21 Daarom trok Joram met al zijn strijdwagens naar Saïr. Maar toen hij ‘s nachts een aanval waagde, werd hij door de Edomieten omsingeld en met de aanvoerders van zijn strijdwagens verslagen, en het volk vluchtte naar huis.
Et Joram passa à Zaïr, et tous ses chars avec lui; et il se leva de nuit et frappa les Édomites qui l'entouraient avec les chefs des chars; et le peuple s'enfuit dans ses tentes.
22 Zo werd Edom van Juda onafhankelijk, en is het gebleven tot heden toe. Ook Libna ging bij die gelegenheid verloren.
Ainsi Édom se révolta de dessous la main de Juda jusqu'à ce jour. En même temps, Libna se révolta.
23 De verdere geschiedenis van Joram, met al wat hij deed, is beschreven in het boek der kronieken van de koningen van Juda.
Le reste des actes de Joram, et tout ce qu'il a fait, n'est-ce pas écrit dans le livre des Chroniques des rois de Juda?
24 Joram ging bij zijn vaderen te ruste, en werd in de Davidstad bij zijn vaderen begraven. Zijn zoon Achazja volgde hem op.
Joram se coucha avec ses pères et fut enterré avec ses pères dans la ville de David; et Achazia, son fils, régna à sa place.
25 In het twaalfde jaar der regering van Joram, den zoon van Achab, over Israël, werd Achazja, de zoon van Joram, koning van Juda.
La douzième année de Joram, fils d'Achab, roi d'Israël, Achazia, fils de Joram, roi de Juda, commença à régner.
26 Achazja was twee en twintig jaar, toen hij koning werd, en regeerde één jaar te Jerusalem. Zijn moeder heette Ataljáhoe, en was de dochter van Amri.
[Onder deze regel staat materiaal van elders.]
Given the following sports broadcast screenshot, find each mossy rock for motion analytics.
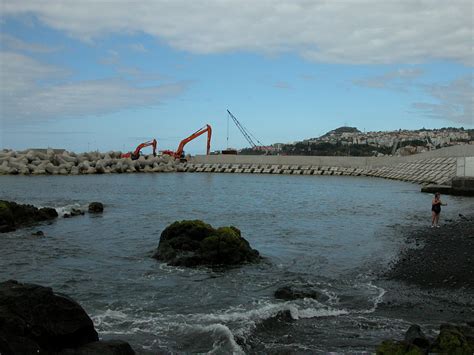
[376,340,425,355]
[430,324,474,355]
[0,200,58,233]
[153,220,260,267]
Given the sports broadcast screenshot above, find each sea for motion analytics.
[0,173,473,354]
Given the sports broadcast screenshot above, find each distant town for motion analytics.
[239,127,474,156]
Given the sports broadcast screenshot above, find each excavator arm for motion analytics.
[163,124,212,159]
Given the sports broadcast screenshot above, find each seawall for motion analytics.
[190,145,474,185]
[0,145,474,194]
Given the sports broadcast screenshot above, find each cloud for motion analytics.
[273,81,291,89]
[0,52,187,125]
[353,68,423,90]
[413,77,474,126]
[129,43,148,53]
[2,0,473,65]
[0,33,57,53]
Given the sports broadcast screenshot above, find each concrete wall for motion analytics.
[184,145,474,185]
[191,144,474,171]
[456,156,474,177]
[191,155,407,168]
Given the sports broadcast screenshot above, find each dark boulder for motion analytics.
[275,285,327,301]
[61,340,135,355]
[375,340,425,355]
[63,208,84,218]
[153,220,260,267]
[0,280,99,354]
[0,200,58,233]
[89,202,104,213]
[376,324,474,354]
[0,280,134,355]
[405,324,430,349]
[430,324,474,354]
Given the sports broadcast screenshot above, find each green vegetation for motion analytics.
[281,142,391,157]
[153,220,260,267]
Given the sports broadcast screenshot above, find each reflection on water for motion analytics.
[0,174,469,352]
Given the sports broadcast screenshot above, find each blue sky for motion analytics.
[0,0,474,153]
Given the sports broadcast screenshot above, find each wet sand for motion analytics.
[384,215,474,290]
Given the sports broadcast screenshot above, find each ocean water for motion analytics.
[0,173,474,354]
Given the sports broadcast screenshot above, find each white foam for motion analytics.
[355,282,387,314]
[183,323,245,354]
[55,203,88,217]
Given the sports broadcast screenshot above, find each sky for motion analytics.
[0,0,474,154]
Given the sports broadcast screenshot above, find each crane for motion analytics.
[121,139,157,160]
[227,110,263,150]
[162,124,212,159]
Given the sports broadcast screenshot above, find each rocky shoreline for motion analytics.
[384,215,474,290]
[0,280,135,355]
[0,149,184,175]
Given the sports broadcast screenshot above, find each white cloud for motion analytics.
[0,33,57,53]
[273,81,291,90]
[354,68,423,90]
[2,0,473,65]
[129,43,148,53]
[0,52,186,125]
[413,77,474,126]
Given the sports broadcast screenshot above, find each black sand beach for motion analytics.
[384,215,474,290]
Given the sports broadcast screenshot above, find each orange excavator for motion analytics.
[122,139,157,160]
[162,124,212,160]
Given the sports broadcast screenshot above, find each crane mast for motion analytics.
[227,110,263,149]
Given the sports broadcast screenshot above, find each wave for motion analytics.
[55,203,88,217]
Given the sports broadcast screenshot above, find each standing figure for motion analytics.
[431,192,448,228]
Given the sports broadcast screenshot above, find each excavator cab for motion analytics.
[162,124,212,162]
[122,139,158,160]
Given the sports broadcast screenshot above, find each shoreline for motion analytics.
[382,214,474,291]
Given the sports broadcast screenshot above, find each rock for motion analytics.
[61,340,135,355]
[89,202,104,213]
[153,220,261,267]
[405,324,430,349]
[376,340,425,355]
[0,200,58,233]
[275,285,323,301]
[430,324,474,354]
[0,280,134,355]
[63,208,84,218]
[0,280,99,354]
[256,310,295,332]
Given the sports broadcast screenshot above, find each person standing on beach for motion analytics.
[431,192,448,228]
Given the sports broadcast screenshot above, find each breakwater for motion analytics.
[0,145,474,185]
[0,149,184,175]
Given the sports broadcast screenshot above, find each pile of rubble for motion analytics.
[0,149,184,175]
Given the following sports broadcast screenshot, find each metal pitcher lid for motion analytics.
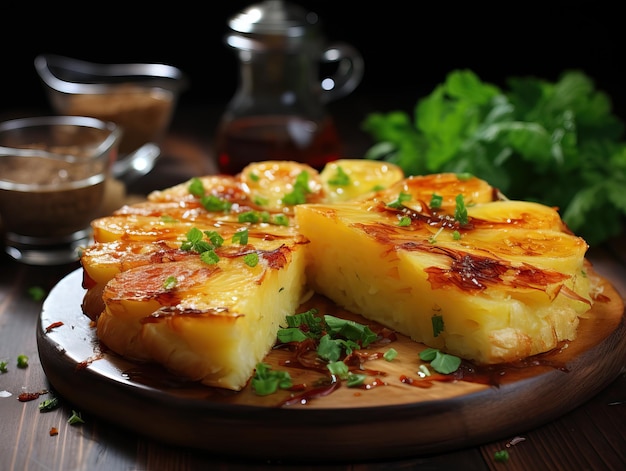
[226,0,319,50]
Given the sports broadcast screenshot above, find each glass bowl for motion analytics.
[35,54,188,156]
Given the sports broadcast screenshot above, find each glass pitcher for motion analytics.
[215,0,363,174]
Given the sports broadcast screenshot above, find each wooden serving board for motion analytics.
[37,269,626,463]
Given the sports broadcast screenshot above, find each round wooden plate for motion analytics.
[37,269,626,463]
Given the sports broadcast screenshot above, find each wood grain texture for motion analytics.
[37,270,626,463]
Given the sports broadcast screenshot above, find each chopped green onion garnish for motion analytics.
[243,252,259,267]
[252,363,293,396]
[17,355,28,368]
[163,276,178,291]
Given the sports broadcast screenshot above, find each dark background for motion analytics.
[0,0,626,119]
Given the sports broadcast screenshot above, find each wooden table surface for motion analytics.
[0,102,626,471]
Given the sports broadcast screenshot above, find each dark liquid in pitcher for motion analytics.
[216,116,341,175]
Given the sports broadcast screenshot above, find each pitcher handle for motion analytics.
[321,42,364,103]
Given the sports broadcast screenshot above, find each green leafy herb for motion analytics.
[17,355,28,368]
[363,70,626,246]
[232,227,248,245]
[328,165,350,186]
[180,227,219,265]
[283,170,311,206]
[243,252,259,267]
[430,193,443,209]
[187,177,204,197]
[163,276,178,291]
[252,363,293,396]
[28,286,46,301]
[326,360,350,379]
[454,194,469,226]
[398,216,411,227]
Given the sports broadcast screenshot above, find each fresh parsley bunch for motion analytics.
[363,70,626,246]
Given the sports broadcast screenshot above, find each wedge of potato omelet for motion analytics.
[81,160,592,390]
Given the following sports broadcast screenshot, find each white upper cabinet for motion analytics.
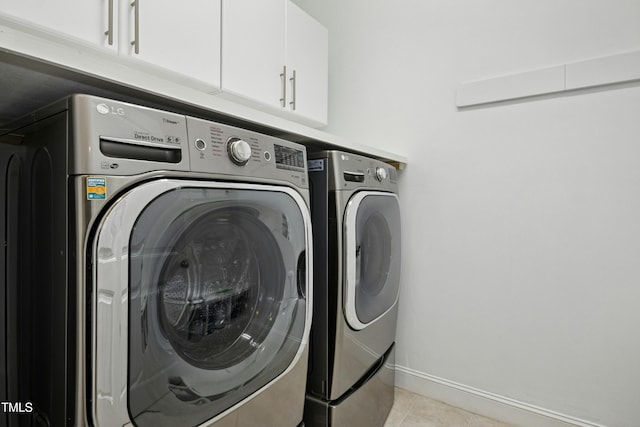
[0,0,111,49]
[287,2,329,124]
[221,0,328,126]
[222,0,286,112]
[0,0,221,90]
[119,0,221,88]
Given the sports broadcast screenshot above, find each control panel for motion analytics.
[187,117,308,187]
[309,151,398,191]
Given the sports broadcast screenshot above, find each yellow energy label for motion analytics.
[87,176,107,200]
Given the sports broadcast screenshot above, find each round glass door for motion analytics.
[128,186,309,426]
[343,191,401,330]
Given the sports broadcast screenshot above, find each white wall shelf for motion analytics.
[456,51,640,108]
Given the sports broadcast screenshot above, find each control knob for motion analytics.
[227,138,251,166]
[376,166,387,182]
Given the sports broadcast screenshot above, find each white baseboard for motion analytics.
[395,365,606,427]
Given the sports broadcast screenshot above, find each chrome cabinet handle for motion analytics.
[131,0,140,53]
[104,0,113,46]
[280,65,287,107]
[289,70,296,111]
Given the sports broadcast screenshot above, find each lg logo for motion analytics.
[96,104,124,116]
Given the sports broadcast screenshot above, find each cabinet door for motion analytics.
[222,0,286,107]
[0,0,118,51]
[125,0,221,88]
[287,2,329,124]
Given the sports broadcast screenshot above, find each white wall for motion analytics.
[297,0,640,427]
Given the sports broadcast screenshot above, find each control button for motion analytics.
[342,172,364,182]
[227,138,251,166]
[376,166,387,182]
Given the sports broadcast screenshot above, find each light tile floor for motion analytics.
[384,387,510,427]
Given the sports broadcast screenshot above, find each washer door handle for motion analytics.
[296,251,307,299]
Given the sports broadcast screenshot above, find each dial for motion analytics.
[376,166,387,182]
[227,138,251,166]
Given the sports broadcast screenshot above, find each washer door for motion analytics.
[343,191,400,330]
[95,181,310,426]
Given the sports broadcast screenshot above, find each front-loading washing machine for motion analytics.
[0,95,313,427]
[304,151,401,427]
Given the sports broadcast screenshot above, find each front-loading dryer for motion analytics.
[0,95,312,427]
[304,151,401,427]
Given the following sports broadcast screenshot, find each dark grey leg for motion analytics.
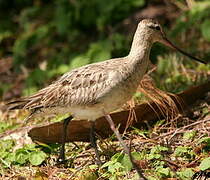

Achazia avait vingt-deux ans lorsqu'il devint roi, et il régna un an à Jérusalem. Le nom de sa mère était Athalie, fille d'Omri, roi d'Israël.
27 Hij volgde het wangedrag van het huis van Achab en deed wat kwaad was in de ogen van Jahweh, juist als het huis van Achab; hij was trouwens met het huis van Achab verwant.
Il marcha dans la voie de la maison d'Achab et fit ce qui est mal aux yeux de Yahvé, comme la maison d'Achab, car il était le gendre de la maison d'Achab.
28 Toen Joram, de zoon van Achab, ten strijde trok tegen koning Chazaël van Aram, werd hij bij Rama in Gilad door de Arameën gewond.
Il alla avec Joram, fils d'Achab, à la guerre contre Hazaël, roi de Syrie, à Ramoth Galaad, et les Syriens blessèrent Joram.
29 Daarom keerde koning Joram terug, om te Jizreël te herstellen van de wonden, die de Arameën hem in de oorlog met Chazaël, den koning van Aram, bij Rama hadden toegebracht. En bij die gelegenheid kwam Achazja, de zoon van Joram en koning van Juda, den zieken Joram, den zoon van Achab, te Jizreël bezoeken.
Le roi Joram revint se faire guérir à Jizreel des blessures que les Syriens lui avaient faites à Rama, lorsqu'il combattait contre Hazaël, roi de Syrie. Achazia, fils de Joram, roi de Juda, descendit voir Joram, fils d'Achab, à Jizreel, car il était malade.